Born: 31st March 1927
Brought up; Irlam O’th heights and Pendlebury, Salford
Age at signing up: 16
Rank: Cadet Petty Officer and Course Leader
Derrick was too young to serve in the Armed Forces before WW2 ended so he joined the Home Guard and was attached to the Manchester Regiment in 1943, then later the Lancashire Fusillers.
Having previously been a Sea Scout Derrick volunteered to serve in the Merchant Navy and his Mother reluctantly agreed to let him go to sea at the age of 16, thereby achieving his schoolboy ambition.
After a month’s training in Seamanship at a Mariner’s training school in Wallasey where, with his scouting experience, he became a Cadet Petty Officer and Course Leader.
On February 26th 1944 Derrick went to sea as a Crew Member in the fast, ocean going passenger liner, the RMS Orion, which had been refitted to carry 7,000 troops on Wartime Service.
Before D-Day in June 1944, Derrick and his comrades ferried US and Canadian troops across the Atlantic to Liverpool for the invasion of Europe. Derrick’s “action station” was manning one of the 20mm anti-aircraft canons after he underwent a crash gunnery course with the Royal Navy in Greenock whilst his ship was undergoing maintenance on Clydeside.
Constantly exposed to the possibility of his ship being torpedoed without warning and having to abandon ship in Mid Atlantic with little prospect of another ship being able to stop and rescue him.
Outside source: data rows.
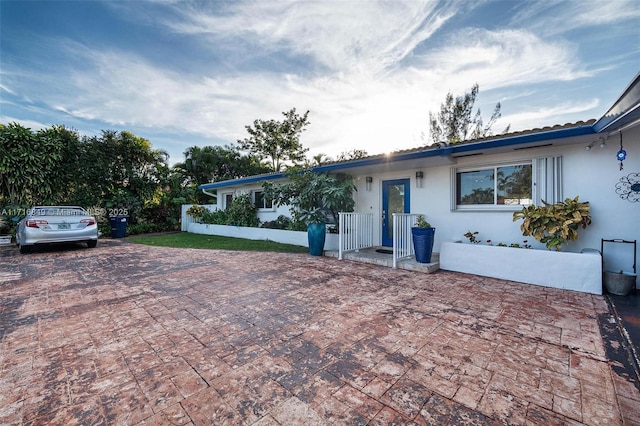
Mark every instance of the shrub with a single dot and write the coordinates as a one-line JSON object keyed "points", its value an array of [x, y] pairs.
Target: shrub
{"points": [[242, 212], [282, 222], [554, 224]]}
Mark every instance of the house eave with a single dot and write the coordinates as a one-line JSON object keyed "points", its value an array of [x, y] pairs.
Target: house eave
{"points": [[430, 157], [624, 113]]}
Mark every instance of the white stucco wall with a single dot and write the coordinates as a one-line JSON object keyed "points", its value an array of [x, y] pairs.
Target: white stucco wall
{"points": [[298, 238], [592, 175]]}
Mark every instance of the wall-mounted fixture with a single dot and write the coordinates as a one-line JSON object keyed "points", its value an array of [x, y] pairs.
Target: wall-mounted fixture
{"points": [[622, 154], [603, 142], [600, 141]]}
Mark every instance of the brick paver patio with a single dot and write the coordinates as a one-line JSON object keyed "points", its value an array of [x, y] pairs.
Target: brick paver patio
{"points": [[129, 334]]}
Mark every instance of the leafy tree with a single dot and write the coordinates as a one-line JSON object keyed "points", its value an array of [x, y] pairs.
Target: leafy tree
{"points": [[217, 163], [313, 197], [354, 154], [36, 167], [277, 141], [454, 123]]}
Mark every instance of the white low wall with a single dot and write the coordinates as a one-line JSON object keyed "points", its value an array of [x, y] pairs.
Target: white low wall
{"points": [[570, 271], [298, 238]]}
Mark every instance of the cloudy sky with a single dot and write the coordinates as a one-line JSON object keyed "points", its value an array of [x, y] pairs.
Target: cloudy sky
{"points": [[195, 73]]}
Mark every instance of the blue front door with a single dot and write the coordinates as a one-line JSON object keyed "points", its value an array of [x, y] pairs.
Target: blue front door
{"points": [[395, 199]]}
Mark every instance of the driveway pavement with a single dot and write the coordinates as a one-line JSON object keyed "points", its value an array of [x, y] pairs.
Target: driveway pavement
{"points": [[130, 334]]}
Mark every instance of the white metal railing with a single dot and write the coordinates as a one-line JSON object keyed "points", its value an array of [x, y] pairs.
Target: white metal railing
{"points": [[402, 240], [356, 232]]}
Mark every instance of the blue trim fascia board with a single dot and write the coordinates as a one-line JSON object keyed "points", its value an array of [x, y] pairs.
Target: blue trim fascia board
{"points": [[240, 181], [524, 139], [619, 111], [432, 152]]}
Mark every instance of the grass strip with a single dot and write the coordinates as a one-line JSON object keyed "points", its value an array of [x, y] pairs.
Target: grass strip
{"points": [[198, 241]]}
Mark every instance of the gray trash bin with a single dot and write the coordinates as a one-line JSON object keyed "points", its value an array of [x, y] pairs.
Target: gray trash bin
{"points": [[118, 226]]}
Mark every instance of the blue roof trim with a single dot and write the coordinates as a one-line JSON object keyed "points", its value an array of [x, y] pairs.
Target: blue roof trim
{"points": [[462, 148], [240, 181], [625, 110], [498, 142]]}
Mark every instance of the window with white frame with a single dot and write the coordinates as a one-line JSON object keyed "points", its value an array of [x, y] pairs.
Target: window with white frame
{"points": [[260, 202], [506, 186], [227, 198]]}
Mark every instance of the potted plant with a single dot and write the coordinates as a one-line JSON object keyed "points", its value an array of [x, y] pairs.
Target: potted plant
{"points": [[423, 236], [554, 224], [313, 199]]}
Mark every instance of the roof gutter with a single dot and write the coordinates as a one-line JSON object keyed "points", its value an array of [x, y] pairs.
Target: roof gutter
{"points": [[442, 151], [625, 112]]}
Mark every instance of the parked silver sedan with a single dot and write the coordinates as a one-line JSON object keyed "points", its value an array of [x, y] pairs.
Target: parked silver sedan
{"points": [[56, 224]]}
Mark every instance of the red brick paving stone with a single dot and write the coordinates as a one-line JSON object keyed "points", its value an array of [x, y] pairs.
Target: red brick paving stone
{"points": [[377, 387], [598, 412], [367, 406], [390, 417], [441, 411], [188, 382], [350, 321], [208, 407], [125, 404], [319, 387], [334, 411], [351, 372], [564, 386], [295, 412], [173, 415], [87, 413], [433, 381], [407, 397], [158, 388], [499, 403], [538, 416]]}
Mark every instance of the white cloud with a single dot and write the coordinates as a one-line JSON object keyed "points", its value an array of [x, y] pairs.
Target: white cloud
{"points": [[340, 35], [552, 18], [369, 86], [540, 117]]}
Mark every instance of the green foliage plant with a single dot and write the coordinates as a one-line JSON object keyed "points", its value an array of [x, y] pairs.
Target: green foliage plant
{"points": [[554, 224], [471, 236], [312, 196], [454, 122], [242, 212], [282, 222], [421, 222], [196, 212], [277, 141]]}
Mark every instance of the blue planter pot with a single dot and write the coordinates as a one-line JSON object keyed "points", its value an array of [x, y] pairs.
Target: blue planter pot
{"points": [[423, 243], [317, 234]]}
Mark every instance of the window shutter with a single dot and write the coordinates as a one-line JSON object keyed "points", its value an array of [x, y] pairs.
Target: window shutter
{"points": [[547, 184]]}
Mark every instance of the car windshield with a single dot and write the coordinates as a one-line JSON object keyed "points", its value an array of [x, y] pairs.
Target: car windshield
{"points": [[58, 211]]}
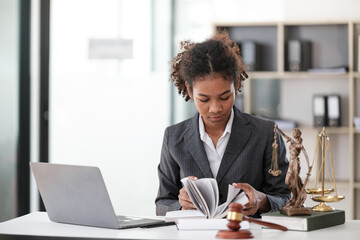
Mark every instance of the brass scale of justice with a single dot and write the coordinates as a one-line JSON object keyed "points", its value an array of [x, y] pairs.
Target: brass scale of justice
{"points": [[322, 192]]}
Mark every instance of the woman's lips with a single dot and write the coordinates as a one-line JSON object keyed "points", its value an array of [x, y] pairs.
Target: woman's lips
{"points": [[216, 118]]}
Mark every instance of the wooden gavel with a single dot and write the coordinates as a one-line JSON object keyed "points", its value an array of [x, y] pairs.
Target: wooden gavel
{"points": [[235, 217]]}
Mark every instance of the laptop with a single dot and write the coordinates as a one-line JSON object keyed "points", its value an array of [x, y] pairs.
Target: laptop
{"points": [[78, 195]]}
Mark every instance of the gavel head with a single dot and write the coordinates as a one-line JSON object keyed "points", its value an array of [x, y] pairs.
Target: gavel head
{"points": [[235, 216]]}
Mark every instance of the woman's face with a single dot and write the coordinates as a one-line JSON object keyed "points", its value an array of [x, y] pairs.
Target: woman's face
{"points": [[214, 98]]}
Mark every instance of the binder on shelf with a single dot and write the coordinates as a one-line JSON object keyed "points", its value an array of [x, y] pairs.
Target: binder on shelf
{"points": [[333, 106], [298, 55], [358, 53], [249, 53], [320, 110]]}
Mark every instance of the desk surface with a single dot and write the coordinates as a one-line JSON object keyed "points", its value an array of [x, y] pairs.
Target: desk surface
{"points": [[38, 224]]}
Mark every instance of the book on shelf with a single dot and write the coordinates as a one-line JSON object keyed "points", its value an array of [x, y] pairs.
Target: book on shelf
{"points": [[333, 102], [285, 124], [358, 53], [207, 224], [334, 70], [298, 55], [317, 220], [204, 193], [320, 110]]}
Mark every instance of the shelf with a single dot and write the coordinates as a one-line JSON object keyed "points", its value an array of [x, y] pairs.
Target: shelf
{"points": [[339, 184], [273, 89], [306, 75], [295, 75], [329, 130]]}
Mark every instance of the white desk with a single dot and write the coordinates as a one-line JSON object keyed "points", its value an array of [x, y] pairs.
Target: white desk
{"points": [[38, 226]]}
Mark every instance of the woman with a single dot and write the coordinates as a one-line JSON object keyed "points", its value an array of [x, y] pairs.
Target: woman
{"points": [[219, 141]]}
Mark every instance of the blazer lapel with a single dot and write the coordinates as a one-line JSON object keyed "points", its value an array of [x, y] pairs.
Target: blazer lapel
{"points": [[240, 134], [196, 147]]}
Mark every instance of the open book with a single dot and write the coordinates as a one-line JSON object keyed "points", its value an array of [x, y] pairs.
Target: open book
{"points": [[204, 193]]}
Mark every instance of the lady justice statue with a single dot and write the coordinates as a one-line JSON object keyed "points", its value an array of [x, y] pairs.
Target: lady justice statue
{"points": [[295, 206]]}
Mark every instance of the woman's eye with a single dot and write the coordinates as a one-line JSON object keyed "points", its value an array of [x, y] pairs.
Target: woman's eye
{"points": [[225, 98]]}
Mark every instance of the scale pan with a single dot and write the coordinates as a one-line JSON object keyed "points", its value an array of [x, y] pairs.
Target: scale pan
{"points": [[319, 190], [327, 198]]}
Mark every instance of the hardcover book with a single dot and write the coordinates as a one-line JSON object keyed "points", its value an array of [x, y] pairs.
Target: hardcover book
{"points": [[316, 220]]}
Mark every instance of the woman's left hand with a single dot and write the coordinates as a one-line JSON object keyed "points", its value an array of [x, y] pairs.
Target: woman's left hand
{"points": [[258, 201]]}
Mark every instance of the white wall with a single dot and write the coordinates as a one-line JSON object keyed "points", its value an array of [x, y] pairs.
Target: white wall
{"points": [[106, 112], [9, 84]]}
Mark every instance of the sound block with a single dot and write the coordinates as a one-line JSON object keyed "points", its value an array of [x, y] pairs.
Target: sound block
{"points": [[292, 211], [229, 234]]}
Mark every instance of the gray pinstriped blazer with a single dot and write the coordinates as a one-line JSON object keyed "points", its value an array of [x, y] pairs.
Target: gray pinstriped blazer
{"points": [[247, 159]]}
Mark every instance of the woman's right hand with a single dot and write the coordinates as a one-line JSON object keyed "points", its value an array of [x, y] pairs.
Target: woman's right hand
{"points": [[184, 199]]}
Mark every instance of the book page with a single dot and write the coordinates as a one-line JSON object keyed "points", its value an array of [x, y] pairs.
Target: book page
{"points": [[173, 216], [207, 224], [195, 195], [210, 195]]}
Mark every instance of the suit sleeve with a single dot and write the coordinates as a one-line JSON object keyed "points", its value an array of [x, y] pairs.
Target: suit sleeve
{"points": [[274, 187], [169, 181]]}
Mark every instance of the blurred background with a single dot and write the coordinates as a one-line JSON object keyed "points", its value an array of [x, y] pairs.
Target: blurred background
{"points": [[86, 82]]}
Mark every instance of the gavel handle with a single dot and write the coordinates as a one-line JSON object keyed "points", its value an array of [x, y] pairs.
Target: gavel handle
{"points": [[266, 224]]}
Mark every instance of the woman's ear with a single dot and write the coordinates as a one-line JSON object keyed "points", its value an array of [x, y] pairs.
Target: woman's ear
{"points": [[237, 85], [188, 88]]}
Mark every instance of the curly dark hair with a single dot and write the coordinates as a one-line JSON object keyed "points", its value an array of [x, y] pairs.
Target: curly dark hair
{"points": [[215, 55]]}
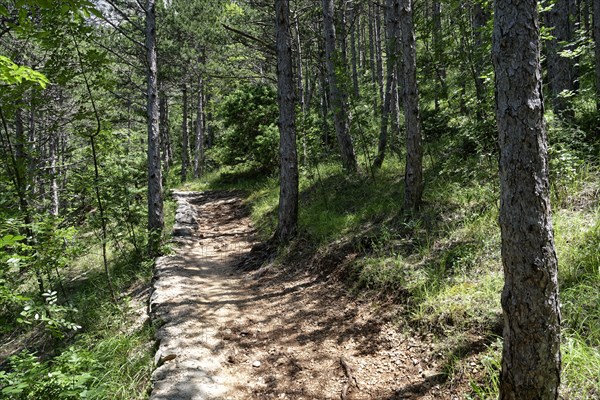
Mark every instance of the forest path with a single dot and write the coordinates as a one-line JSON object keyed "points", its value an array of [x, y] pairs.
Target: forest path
{"points": [[233, 335]]}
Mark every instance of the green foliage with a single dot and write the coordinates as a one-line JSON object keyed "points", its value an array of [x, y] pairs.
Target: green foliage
{"points": [[14, 74], [250, 115], [63, 379]]}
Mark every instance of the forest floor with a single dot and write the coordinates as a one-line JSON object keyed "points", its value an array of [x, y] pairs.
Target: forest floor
{"points": [[274, 333]]}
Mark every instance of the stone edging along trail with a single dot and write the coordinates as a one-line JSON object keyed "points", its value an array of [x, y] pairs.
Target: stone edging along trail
{"points": [[194, 290], [276, 333]]}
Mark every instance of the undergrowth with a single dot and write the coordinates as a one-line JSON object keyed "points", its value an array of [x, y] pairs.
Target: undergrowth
{"points": [[111, 355], [443, 267]]}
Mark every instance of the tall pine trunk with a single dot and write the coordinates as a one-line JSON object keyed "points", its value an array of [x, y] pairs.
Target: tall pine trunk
{"points": [[288, 167], [155, 196], [199, 142], [561, 71], [185, 141], [389, 95], [531, 354], [413, 176], [339, 98], [597, 50]]}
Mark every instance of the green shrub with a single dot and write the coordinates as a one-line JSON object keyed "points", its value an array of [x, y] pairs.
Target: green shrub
{"points": [[251, 135]]}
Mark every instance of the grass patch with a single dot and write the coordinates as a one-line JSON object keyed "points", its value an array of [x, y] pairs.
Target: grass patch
{"points": [[442, 268]]}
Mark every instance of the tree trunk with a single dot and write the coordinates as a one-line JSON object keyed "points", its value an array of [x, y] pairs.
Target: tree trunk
{"points": [[354, 20], [438, 51], [372, 51], [561, 74], [185, 141], [288, 170], [339, 97], [389, 96], [163, 127], [199, 143], [54, 203], [413, 177], [155, 197], [479, 21], [531, 354], [378, 51], [597, 50]]}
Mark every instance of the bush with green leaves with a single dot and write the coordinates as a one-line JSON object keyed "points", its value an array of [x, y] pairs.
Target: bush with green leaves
{"points": [[251, 135]]}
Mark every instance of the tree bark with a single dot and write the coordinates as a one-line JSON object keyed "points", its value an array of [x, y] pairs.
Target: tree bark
{"points": [[597, 50], [155, 195], [354, 19], [199, 142], [339, 97], [561, 72], [288, 167], [389, 95], [163, 128], [378, 51], [531, 354], [413, 177], [479, 21], [185, 141]]}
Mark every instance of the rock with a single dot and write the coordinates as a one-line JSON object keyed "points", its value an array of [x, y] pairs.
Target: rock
{"points": [[160, 358]]}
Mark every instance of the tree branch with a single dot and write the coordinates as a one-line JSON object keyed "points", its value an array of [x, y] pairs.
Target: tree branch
{"points": [[267, 47]]}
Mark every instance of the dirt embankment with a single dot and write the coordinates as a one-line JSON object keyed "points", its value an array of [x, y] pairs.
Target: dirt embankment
{"points": [[228, 334]]}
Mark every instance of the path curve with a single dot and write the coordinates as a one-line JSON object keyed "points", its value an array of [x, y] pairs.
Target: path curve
{"points": [[195, 291], [276, 333]]}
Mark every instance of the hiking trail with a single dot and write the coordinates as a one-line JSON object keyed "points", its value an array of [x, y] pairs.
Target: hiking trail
{"points": [[229, 334]]}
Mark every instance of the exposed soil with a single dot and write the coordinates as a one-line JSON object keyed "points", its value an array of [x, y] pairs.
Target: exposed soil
{"points": [[273, 334]]}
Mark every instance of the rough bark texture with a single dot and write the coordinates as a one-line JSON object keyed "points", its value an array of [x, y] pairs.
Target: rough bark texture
{"points": [[479, 21], [185, 141], [53, 150], [413, 177], [338, 94], [155, 198], [597, 50], [163, 129], [391, 24], [354, 18], [288, 169], [199, 142], [531, 355], [561, 72]]}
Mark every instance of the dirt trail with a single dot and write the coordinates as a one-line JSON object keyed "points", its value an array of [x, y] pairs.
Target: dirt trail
{"points": [[234, 335]]}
Derrick came close to death when alongside in New York embarking troops, overcome by fumes in the ship’s paint locker and rushed to hospital.
After D-Day, Orion continued to sail all over the World ferrying troops to Malta, then from Egypt to Naples and back to the UK. After hostilities ceased they ferried survivors back to North America, Australia and New Zealand.
When the ship was returned to its owners in 1946 Derrick continued at sea in other merchant ships until he came ashore in 1948 after his Mother became ill.
Getting Back On Board
“I joined the RMS Orion Wednesday 26th January 1944. The ship was comission as a troop ship and was in the Canada Dry Dock, Liverpool. Two days later, on Friday 28th January we were told that we had to leave the ship because it was going to be fumigated. We were given a 48 hours leave and ordered to be back on board on the Sunday at 0800 hours.
So off I went to Lime Street Station and caught the train home to spend a little time with my family. On Saturday night we went to the park café as there was a dance on and I spent more time there than I should have done.
When I arrived home Mother gave me supper,
“I’ll be off now mam”
She replied “How? There are no trains back to Liverpool now.”
I said “Oh that’s all right I will soon get a life on the East Lancs Road.” I picked up my bag and off I started. I remember it was not a very pleasant night what with the blackout and dark clouds above but on I went. I had just passed the third roundabout when I heard this car coming up the road. So I took position at the side of the road with my hand and thumb raised and the driver didn’t even slow down, never mind stop for me.
I carried on and plodded past two, three, four more roundabouts when I heard engine noise. Once again I took my stance up at the roadside. This time it was a Jeep but again it just flashed passed me.
“Carry on Derrick.” I said. So I did.
I lost count of the number of roundabouts I passed. In those days, of course, there were no traffic lights. Then away in the distance I saw a warm glow of light which helped me to increase my pace just to find out what it was. To my relief it was a tram. I almost ran in my delight and asked the conductor if he went anywhere near the Canada Dry Dock.
“Sit tha’self down, la, I’ll tell thee when.”
I fell asleep immediately, the conductor woke me up later and had picked up my bag for me.
“Follow me!” he said.
He took me to the corner of the street and directed me where to go to get to the ship. I climbed the gangway at about 0730 hours and was just in time to get changed, grab a cup of tea and report to start my watch!
Family: Derrick’s wife Marjorie sadly passed away in 2017 after a long illness.
Hobbies and Interests: Derrick was keen on amateur dramatics and often did makeup for shows and even went on to teach makeup to other budding enthusiasts in the theatre. A very creative man, he also produced many tapestries during 2020 some of which are hung up around Broughton House!
Derrick was awarded these medals for his service;
- 1939/45 Star
- Atlantic Star
- Pacific Star
- Victory Medal
Derrick also received a Fire Brigade Long Service Medal for over 25 years service.